How do you store CO2?
North Sea aquifers and empty oil and gas reservoirs could help decarbonisation.
The North Sea could help the UK decarbonise — thanks to empty oil and gas reservoirs and saline aquifers.
Governments all over the globe are seeking to implement large scale carbon capture and storage (CCS) to reduce the amount of carbon dioxide (CO2) that is released into the atmosphere. CCS captures CO2 from sources including factories and power plants, or removes it directly from the air. Then the greenhouse gas is stored on a permanent basis — often in empty oil and gas reservoirs.
According to the International Energy Agency (IEA), if we are to limit temperature rises to 2 degrees Celsius, then we need to store 100 billion tonnes of CO2 globally by 2060.

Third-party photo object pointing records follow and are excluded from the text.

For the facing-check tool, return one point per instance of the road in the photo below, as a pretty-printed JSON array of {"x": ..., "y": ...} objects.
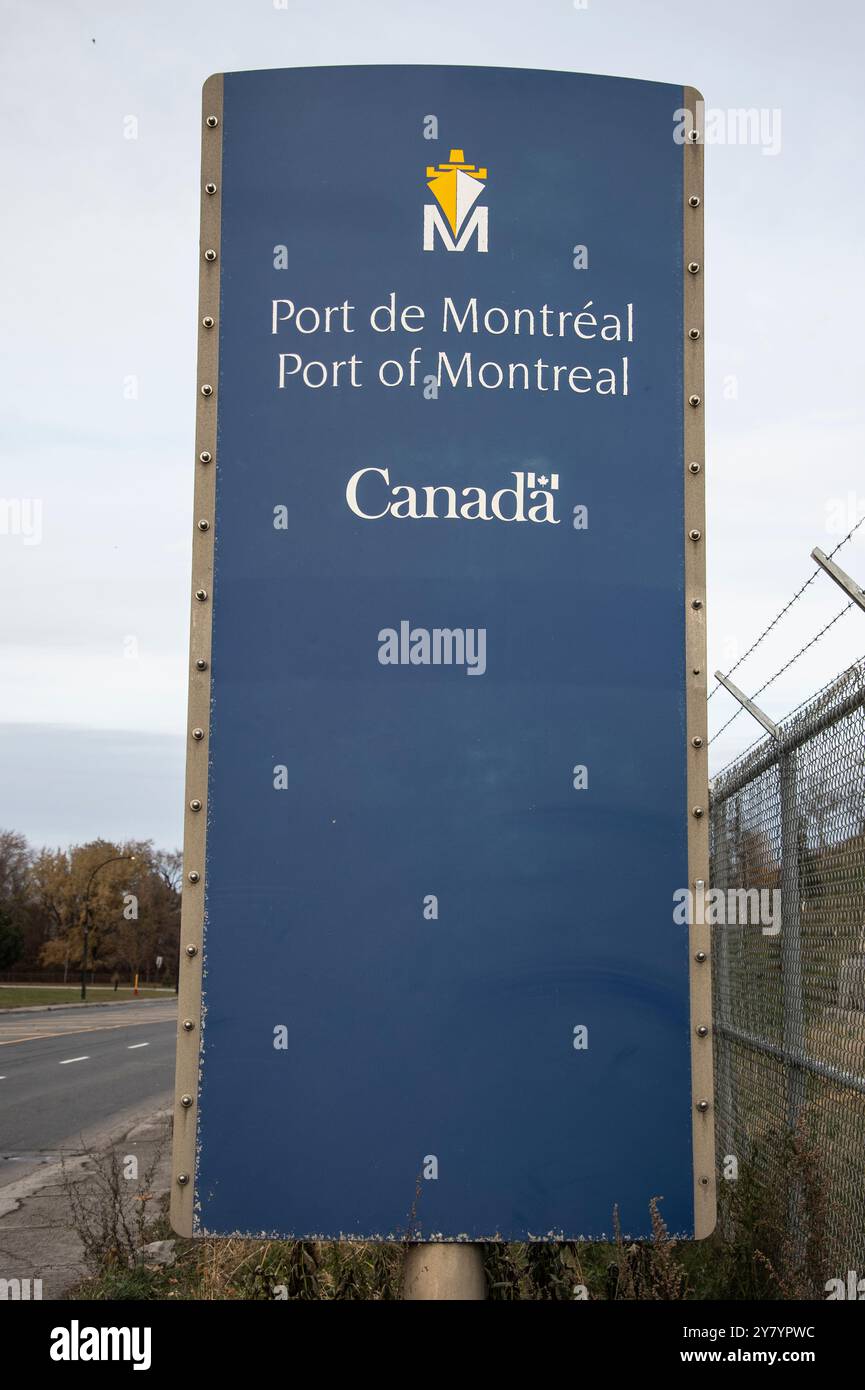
[{"x": 66, "y": 1072}]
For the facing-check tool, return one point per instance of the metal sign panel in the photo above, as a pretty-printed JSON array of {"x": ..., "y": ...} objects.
[{"x": 447, "y": 710}]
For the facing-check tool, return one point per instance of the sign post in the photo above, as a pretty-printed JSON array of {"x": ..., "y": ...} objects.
[{"x": 447, "y": 766}]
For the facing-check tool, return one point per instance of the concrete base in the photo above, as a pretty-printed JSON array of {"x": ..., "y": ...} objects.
[{"x": 451, "y": 1271}]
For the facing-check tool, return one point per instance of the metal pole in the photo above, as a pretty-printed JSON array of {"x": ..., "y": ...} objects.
[
  {"x": 791, "y": 976},
  {"x": 791, "y": 943},
  {"x": 444, "y": 1272},
  {"x": 84, "y": 954}
]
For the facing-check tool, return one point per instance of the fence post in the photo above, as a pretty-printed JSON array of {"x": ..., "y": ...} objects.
[{"x": 790, "y": 943}]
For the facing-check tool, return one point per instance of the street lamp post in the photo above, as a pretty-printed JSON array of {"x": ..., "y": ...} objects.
[{"x": 86, "y": 919}]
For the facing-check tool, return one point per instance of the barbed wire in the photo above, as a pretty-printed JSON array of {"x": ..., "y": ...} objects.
[
  {"x": 808, "y": 699},
  {"x": 786, "y": 609},
  {"x": 786, "y": 666}
]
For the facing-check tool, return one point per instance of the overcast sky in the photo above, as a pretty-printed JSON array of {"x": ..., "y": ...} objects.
[{"x": 98, "y": 373}]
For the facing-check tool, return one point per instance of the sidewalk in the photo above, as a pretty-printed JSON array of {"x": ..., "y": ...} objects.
[{"x": 38, "y": 1237}]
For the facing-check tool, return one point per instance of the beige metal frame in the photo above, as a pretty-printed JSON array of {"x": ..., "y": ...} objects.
[
  {"x": 192, "y": 923},
  {"x": 195, "y": 829},
  {"x": 697, "y": 808}
]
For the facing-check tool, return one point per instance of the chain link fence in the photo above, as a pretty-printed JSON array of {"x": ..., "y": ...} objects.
[{"x": 787, "y": 913}]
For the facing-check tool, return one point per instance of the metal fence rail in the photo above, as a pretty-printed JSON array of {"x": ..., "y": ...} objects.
[{"x": 787, "y": 823}]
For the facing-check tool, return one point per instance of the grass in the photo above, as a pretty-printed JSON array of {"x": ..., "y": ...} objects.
[
  {"x": 21, "y": 995},
  {"x": 755, "y": 1258}
]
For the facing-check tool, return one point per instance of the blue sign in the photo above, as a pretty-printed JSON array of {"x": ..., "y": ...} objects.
[{"x": 442, "y": 759}]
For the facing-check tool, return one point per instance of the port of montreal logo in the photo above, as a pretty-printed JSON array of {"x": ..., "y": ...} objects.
[{"x": 455, "y": 214}]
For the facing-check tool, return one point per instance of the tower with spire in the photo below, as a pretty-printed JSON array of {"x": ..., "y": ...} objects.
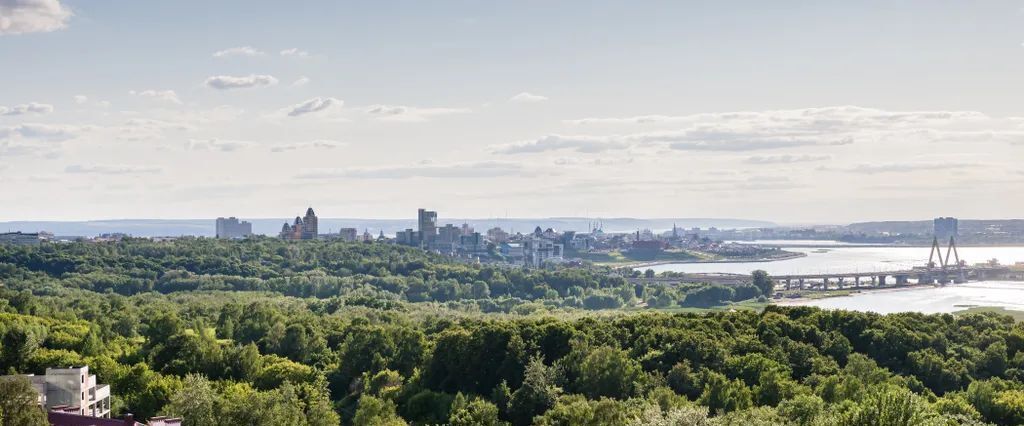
[{"x": 303, "y": 228}]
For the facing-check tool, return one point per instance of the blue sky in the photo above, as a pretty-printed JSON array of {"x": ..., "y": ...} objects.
[{"x": 256, "y": 109}]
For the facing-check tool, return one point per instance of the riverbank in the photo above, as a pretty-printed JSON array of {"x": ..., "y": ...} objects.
[
  {"x": 816, "y": 295},
  {"x": 786, "y": 256}
]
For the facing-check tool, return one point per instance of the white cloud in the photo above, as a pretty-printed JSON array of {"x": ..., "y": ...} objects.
[
  {"x": 454, "y": 170},
  {"x": 873, "y": 168},
  {"x": 239, "y": 51},
  {"x": 745, "y": 131},
  {"x": 111, "y": 169},
  {"x": 163, "y": 95},
  {"x": 315, "y": 104},
  {"x": 579, "y": 143},
  {"x": 38, "y": 131},
  {"x": 24, "y": 109},
  {"x": 312, "y": 144},
  {"x": 148, "y": 129},
  {"x": 217, "y": 144},
  {"x": 23, "y": 16},
  {"x": 811, "y": 118},
  {"x": 295, "y": 52},
  {"x": 411, "y": 114},
  {"x": 240, "y": 82},
  {"x": 526, "y": 97},
  {"x": 785, "y": 159}
]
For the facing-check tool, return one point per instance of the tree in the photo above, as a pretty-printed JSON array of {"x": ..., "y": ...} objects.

Obviously, global capacity for CCUS must accelerate rapidly very soon, but where can we store all this extra CO2 — and what will happen to it when we do.
Where and how can we store CO2?
Many of the CCS projects that are already underway work are designed around injecting highly pressurised CO2 into porous underground rock formations, including former natural gas or oil reservoirs, coal beds that can no longer be mined, or saline aquifers — deep geological formations contain deposits of very salty water in the rock’s pores and are most commonly found under the ocean, including the North Sea and the area off the US Gulf Coast.
When the CO2 has been captured using proven CCS technology as a gas, it is transformed into ‘supercritical CO2’, which behaves more like a liquid. This is piped to the storage location and injected into rocks deep below the surface of the earth’s surface.
What happens to CO2 once it has been stored?
Usually after CO2 has been injected into rocks as part of a process known as geological sequestration , it moves up through the reservoir until it meets a layer of impermeable rock through which it cannot pass. This then acts as a ‘lid’ from which the CO2 is unable to escape.
Eventually, CO2 stored this way will begin to form chemical reactions with the elements in the minerals surrounding it — creating solid chalky minerals through a process called ‘mineral storage’.
The CO2 is unable to escape
Sometimes, for example when CO2 is stored in saline aquifers, it can slowly dissolve in the salty water — known as ‘dissolution storage’. Here, rather than rising, the dissolved CO2 slowly falls to the lowest part of aquifer.
These natural processes will be at work wherever CO2 is stored. And research points towards only minimal possibilities of it leaking out. A study in the journal Nature estimates that over 98% of injected CO2 will remain stored for over 10,000 years.
Reaching scale
Carbon storage is already reality in in Texas, Wyoming, Oklahoma and Illinois in the US, and projects are underway in the United Arab Emirates, Australia, Algeria and Canada. But it is still far from reaching the scale needed to combat climate change.
Yet there is huge potential around the world. Researchers from Imperial College London and E4tec published a reportthat details an estimated 70 billion tonnes of storage capacity in the UK alone, while the US could provide an estimated 10 trillion tonnes more.
The UK’s Drax power station could soon be using some of that storage capacity, through the bioenergy carbon capture and storage projects (BECCS). BECCS could enable Drax to become the first negative-emissions power station in the world.